Pandas 重新索引并填充缺失值:“索引必须是单调的”
声明:本页面是StackOverFlow热门问题的中英对照翻译,遵循CC BY-SA 4.0协议,如果您需要使用它,必须同样遵循CC BY-SA许可,注明原文地址和作者信息,同时你必须将它归于原作者(不是我):StackOverFlow
原文地址: http://stackoverflow.com/questions/37982170/
Warning: these are provided under cc-by-sa 4.0 license.
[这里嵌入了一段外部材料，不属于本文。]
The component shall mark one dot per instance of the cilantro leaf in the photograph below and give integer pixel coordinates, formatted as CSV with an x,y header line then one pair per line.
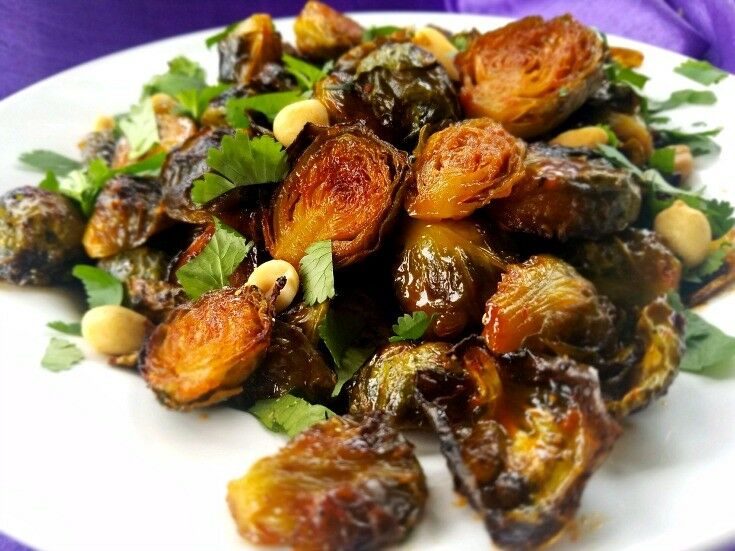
x,y
701,71
73,328
212,267
61,355
268,104
683,97
240,161
411,327
140,128
45,161
289,414
317,273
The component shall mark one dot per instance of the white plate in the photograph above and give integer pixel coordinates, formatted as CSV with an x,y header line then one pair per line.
x,y
89,460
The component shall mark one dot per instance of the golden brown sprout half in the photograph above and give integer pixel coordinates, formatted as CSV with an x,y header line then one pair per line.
x,y
531,74
524,463
463,167
347,186
203,351
324,33
345,484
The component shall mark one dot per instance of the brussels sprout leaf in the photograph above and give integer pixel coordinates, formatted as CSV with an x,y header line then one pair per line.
x,y
317,273
700,71
212,267
411,327
101,287
61,355
240,161
289,414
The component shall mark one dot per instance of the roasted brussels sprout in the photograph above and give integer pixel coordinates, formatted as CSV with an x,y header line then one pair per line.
x,y
346,483
531,74
447,270
634,255
324,33
464,167
347,186
203,351
566,193
40,236
249,50
128,211
387,382
524,463
395,88
547,299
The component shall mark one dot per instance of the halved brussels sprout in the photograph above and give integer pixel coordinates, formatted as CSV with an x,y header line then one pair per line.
x,y
463,167
447,270
523,464
567,193
345,483
347,186
128,211
203,351
249,49
387,382
394,88
40,236
545,298
531,74
324,33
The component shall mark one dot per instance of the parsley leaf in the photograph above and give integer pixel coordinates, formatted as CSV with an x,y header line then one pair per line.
x,y
61,355
240,161
212,267
45,160
73,328
411,327
289,414
701,71
317,273
140,128
683,97
101,287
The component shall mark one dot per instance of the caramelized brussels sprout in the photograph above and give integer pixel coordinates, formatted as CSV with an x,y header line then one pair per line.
x,y
128,211
531,74
324,33
547,299
345,483
395,88
249,50
566,193
387,382
347,186
447,270
635,255
40,236
464,167
203,351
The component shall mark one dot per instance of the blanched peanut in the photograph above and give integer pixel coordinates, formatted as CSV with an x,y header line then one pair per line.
x,y
435,42
291,119
686,231
114,330
587,136
264,278
683,160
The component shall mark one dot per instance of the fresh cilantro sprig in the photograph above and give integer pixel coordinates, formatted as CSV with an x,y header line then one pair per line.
x,y
240,161
702,72
289,414
411,327
61,355
213,266
317,273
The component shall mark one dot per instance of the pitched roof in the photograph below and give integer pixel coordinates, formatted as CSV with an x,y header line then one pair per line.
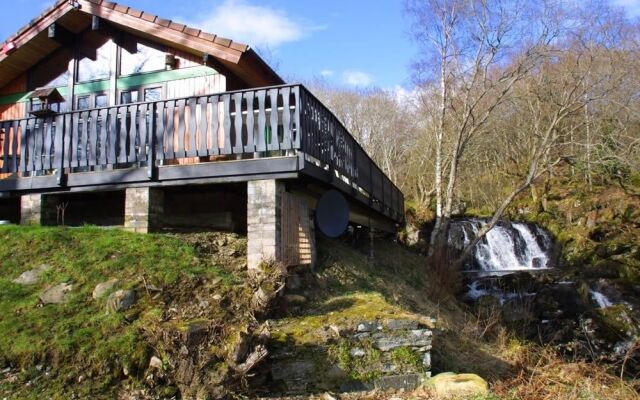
x,y
30,44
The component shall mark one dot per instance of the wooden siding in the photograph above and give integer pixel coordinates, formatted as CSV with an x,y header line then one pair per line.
x,y
13,111
297,241
196,86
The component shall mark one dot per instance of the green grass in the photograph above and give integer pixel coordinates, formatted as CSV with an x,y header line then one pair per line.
x,y
79,337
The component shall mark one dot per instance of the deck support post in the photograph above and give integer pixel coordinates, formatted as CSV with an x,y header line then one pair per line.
x,y
264,200
31,209
144,207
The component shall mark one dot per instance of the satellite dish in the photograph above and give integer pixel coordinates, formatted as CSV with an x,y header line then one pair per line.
x,y
332,214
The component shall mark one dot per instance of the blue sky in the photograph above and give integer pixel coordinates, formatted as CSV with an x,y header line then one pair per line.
x,y
347,42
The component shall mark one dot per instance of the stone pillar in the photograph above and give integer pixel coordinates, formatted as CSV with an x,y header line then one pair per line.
x,y
263,222
31,209
143,209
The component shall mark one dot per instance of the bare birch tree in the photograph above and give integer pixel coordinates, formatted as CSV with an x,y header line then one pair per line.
x,y
481,49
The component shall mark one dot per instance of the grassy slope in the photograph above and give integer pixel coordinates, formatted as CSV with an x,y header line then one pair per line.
x,y
79,337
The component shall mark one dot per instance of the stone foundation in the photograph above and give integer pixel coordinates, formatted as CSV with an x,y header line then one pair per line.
x,y
143,209
393,354
31,209
263,222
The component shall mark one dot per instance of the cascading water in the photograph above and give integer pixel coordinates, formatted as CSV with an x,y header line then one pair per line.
x,y
509,246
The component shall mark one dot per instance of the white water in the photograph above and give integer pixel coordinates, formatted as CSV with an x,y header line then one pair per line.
x,y
602,300
508,246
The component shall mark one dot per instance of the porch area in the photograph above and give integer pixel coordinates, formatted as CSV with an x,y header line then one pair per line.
x,y
279,132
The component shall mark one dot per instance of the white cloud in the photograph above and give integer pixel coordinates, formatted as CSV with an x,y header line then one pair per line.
x,y
631,6
326,73
255,25
357,78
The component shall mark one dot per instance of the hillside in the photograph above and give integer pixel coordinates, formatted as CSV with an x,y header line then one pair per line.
x,y
194,304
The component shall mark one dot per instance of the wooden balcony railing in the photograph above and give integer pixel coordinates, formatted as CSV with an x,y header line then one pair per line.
x,y
249,123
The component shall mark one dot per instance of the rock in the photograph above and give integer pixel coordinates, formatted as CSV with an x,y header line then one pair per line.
x,y
292,369
57,294
413,338
240,348
295,299
103,288
449,385
32,276
401,324
398,382
121,300
196,334
426,360
368,326
155,363
358,352
607,269
293,282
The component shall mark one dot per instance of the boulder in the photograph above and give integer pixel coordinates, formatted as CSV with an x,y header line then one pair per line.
x,y
57,294
398,382
401,324
414,338
295,299
121,300
32,276
103,288
155,363
448,385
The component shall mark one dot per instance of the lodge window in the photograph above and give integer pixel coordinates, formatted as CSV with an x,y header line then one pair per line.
x,y
53,71
146,58
95,100
140,94
96,56
36,105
You are free to use/share it, But you must attribute it to the original authors (not me):
StackOverFlow
Pandas reindex and fill missing values: "Index must be monotonic"
提问by michael_j_ward
In answering this stackoverflow question, I found some interesting behavior when using a fill method while reindexing a dataframe.
在回答这个 stackoverflow 问题时,我发现在重新索引数据帧时使用填充方法时出现了一些有趣的行为。
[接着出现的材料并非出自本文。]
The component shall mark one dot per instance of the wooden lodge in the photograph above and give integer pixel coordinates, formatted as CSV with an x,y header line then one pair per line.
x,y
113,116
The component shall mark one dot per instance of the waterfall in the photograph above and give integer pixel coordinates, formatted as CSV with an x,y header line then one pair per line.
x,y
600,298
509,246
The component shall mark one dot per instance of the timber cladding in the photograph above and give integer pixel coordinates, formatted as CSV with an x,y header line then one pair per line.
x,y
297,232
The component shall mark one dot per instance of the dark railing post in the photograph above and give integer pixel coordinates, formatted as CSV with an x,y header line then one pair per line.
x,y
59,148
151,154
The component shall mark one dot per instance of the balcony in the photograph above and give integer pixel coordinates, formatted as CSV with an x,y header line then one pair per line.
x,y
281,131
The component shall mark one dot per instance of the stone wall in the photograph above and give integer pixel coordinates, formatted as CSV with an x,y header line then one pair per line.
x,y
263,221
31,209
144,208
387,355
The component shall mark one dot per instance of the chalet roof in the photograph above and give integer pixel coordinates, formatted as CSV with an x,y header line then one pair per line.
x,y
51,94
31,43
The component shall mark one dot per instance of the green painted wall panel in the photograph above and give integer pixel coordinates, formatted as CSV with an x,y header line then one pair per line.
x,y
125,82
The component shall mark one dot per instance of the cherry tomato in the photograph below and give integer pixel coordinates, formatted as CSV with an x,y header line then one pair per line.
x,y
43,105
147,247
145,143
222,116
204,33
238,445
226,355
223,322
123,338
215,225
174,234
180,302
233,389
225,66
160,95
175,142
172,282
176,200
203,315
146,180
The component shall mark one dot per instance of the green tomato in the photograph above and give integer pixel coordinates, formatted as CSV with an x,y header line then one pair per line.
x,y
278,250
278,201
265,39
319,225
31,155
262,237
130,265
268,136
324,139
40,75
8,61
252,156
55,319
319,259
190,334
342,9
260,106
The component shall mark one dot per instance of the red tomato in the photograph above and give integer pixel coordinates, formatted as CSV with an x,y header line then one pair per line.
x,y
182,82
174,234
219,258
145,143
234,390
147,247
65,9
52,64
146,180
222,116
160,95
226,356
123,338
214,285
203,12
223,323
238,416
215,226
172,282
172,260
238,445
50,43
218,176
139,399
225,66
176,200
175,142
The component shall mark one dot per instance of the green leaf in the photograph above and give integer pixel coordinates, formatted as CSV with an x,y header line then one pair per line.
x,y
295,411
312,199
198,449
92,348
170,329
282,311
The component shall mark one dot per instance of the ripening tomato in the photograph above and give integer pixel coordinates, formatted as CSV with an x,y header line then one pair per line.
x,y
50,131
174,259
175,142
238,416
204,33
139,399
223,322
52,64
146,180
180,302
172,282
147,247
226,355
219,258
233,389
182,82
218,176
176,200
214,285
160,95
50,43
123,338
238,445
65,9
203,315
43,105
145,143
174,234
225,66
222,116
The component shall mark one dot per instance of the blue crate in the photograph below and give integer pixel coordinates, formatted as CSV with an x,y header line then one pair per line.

This old bug reportin pandas says that df.reindex(newIndex,method='ffill')
should be equivalent to df.reindex(newIndex).ffill()
, but that is NOT the behavior I'm witnessing
Pandas中的这个旧错误报告说df.reindex(newIndex,method='ffill')
应该相当于df.reindex(newIndex).ffill()
,但这不是我目睹的行为
Here's a code snippet that illustrates the behavior
这是一个说明行为的代码片段
df = pd.DataFrame({'values': 2}, index=pd.DatetimeIndex(['2016-06-02', '2016-05-04', '2016-06-03']))
newIndex = pd.DatetimeIndex(['2016-05-04', '2016-06-01', '2016-06-02', '2016-06-03', '2016-06-05'])
print(df.reindex(newIndex).ffill())
print(df.reindex(newIndex, method='ffill'))
The first print statement works as expected. The second raises a
第一个打印语句按预期工作。第二个提出了一个
ValueError: index must be monotonic increasing or decreasing
What's going on here?
这里发生了什么?
EDIT: Note that the sample df
intentionallyhas a non-monotonic index. The question pertains to the order of operations in df.reindex(newIndex, method='ffil')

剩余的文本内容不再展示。